Cardinal Carlos Aguiar Retes Cardinal Carlos Aguiar Retes. | Credit: Daniel Ibáñez/ACI Prensa

Cardinal Carlos Aguiar Retes, the primatial archbishop of Mexico, downplayed the issues that have generated some controversy during the Synod on Synodality and believes that this assembly “will not enter into concrete proposals on these issues.”

Just one week before the end of the first session of the Synod on Synodality, the cardinal shared his impressions from Rome with ACI Prensa, CNA’s Spanish-language news partner, on the event that began Oct. 4 with the theme “For a Synodal Church: Communion, Participation, and Mission.”

Controversial issues at the Synod on Synodality

Aguiar said he is “very satisfied” with what has happened during the first three weeks of the synod. He noted that during this time “we have shared our socio-cultural and ecclesial realities from all corners of the world in the general congregations, and more intensely those of Latin America, in the small circles.”

He also emphasized that the controversial topics surrounding the Synod on Synodality — such as the female diaconate, priestly ordination for married men, or issues related to the LGBT community — “have not been a central issue” but rather “they have appeared peripherally, without any consequence.”

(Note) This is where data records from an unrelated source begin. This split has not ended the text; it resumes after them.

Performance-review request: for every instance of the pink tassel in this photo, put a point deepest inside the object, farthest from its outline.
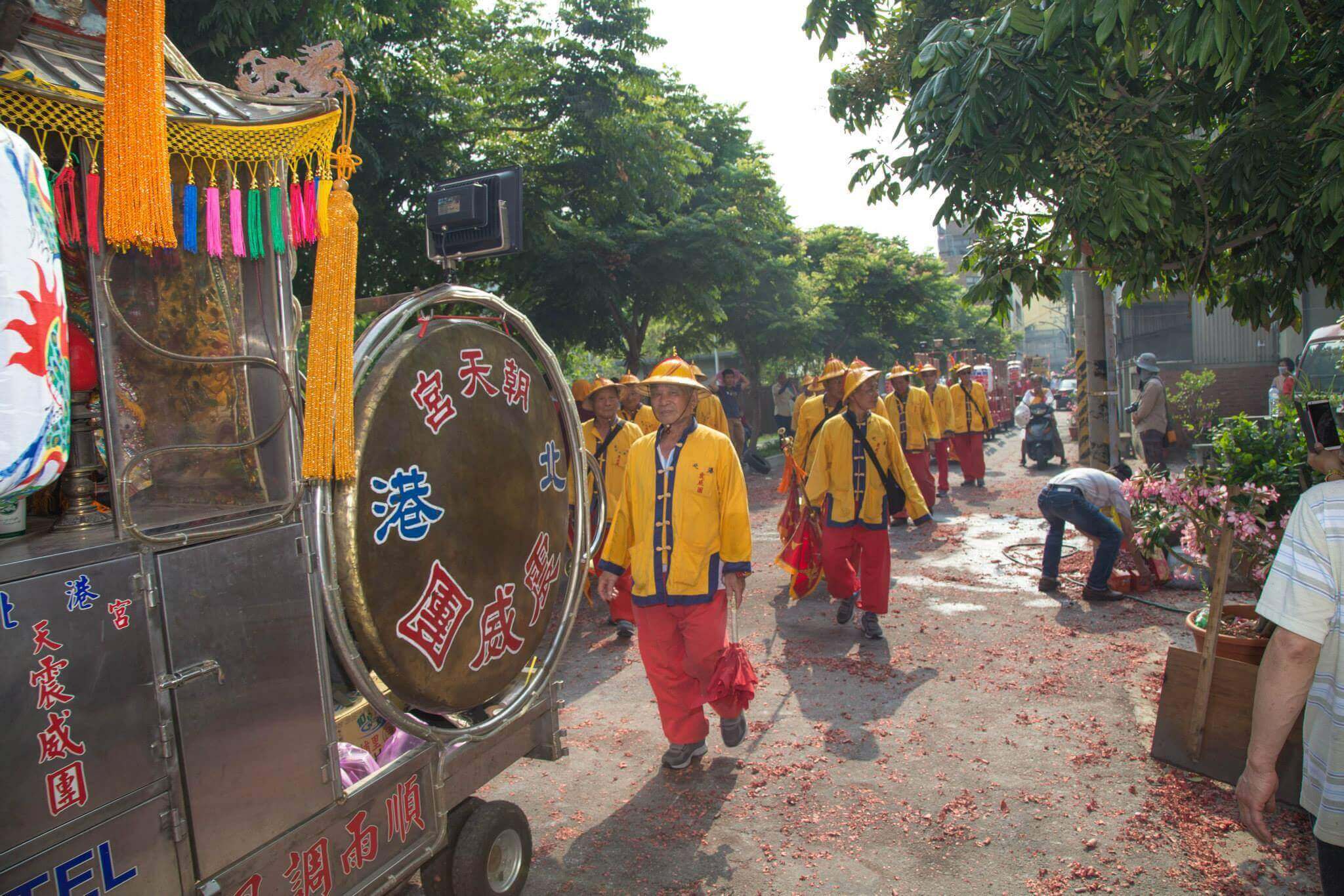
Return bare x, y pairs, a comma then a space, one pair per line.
214, 245
236, 222
68, 214
311, 211
93, 191
296, 215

He stressed that, in his opinion, the synod “will not enter into specific proposals on these topics, but rather they will continue to be studied in more depth by specialists in each subject.”

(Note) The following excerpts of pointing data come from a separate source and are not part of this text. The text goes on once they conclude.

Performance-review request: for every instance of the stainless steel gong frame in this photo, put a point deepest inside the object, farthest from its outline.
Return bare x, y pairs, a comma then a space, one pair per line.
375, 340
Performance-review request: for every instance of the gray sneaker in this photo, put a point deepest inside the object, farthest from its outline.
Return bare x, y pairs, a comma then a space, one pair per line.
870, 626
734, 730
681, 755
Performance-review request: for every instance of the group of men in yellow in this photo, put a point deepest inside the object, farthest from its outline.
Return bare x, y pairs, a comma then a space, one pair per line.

During the third week of the synod, topics such as pastoral ministry to LGBT people and the female diaconate were addressed. During the meetings, the structure of the Church was also discussed, with the aim of giving form to a “more synodal” future.

The president of the synod’s information commission and prefect of the Dicastery for Communication, Paolo Ruffini, downplayed the debate on the inclusion of LGBT issues, stating that “the blessing of homosexual couples is not the topic of the synod.”

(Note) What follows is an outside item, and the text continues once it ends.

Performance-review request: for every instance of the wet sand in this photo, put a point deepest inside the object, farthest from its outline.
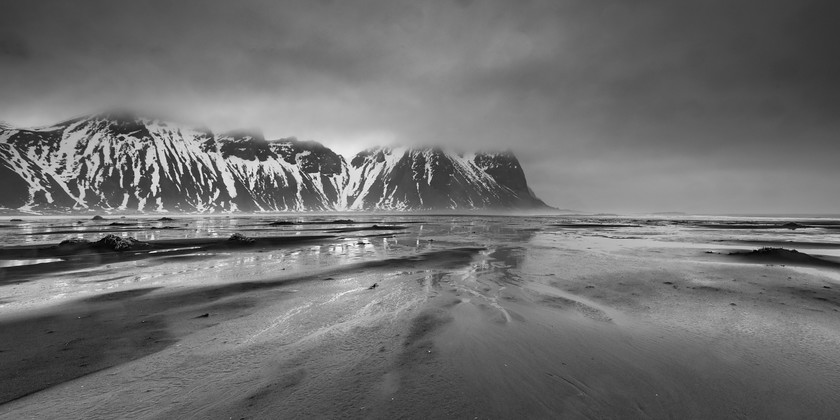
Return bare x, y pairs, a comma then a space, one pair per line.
487, 318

In addition to these issues, the synod has also addressed debates related to the female diaconate and the possibility of women giving homilies. Regarding the fact that one of the topics discussed in the synod is the “revision of the structure of the Church,” Aguiar told ACI Prensa that it is fundamentally about “raising our awareness of the need to train priests who assume authority as a service and not as command exercised in a pyramidal manner.”

The cardinal emphasized that “we must promote pastoral units: that is, the joint leadership of neighboring parishes, which assume a single pastoral coordination.”

According to the cardinal, “synodality means assuming co-responsibility for evangelization in diocesan structures, through processes that lead to listening to the word of God, especially the Gospels, to integrate small communities within the parish, and then collaborate together in processes of mission to those who are most distanced [from the Church].”

Challenges of the Church in Latin America

For the primatial archbishop of Mexico, the most urgent problem that the Church in Latin America must face is “to take advantage of the popular religiosity nurtured for centuries and to develop multiple ways and means of evangelizing through that religiosity.”

The cardinal pointed out that this task “must be carried out in the parishes, being the Church that goes out, that is, visiting the environments of its territory.”

Finally, he said that during the meetings the persecution of the Church in Nicaragua was not specifically discussed and that “occasionally” attention has been called to “situations of aggression or persecution of the Church that have occurred and continue to occur in some countries.”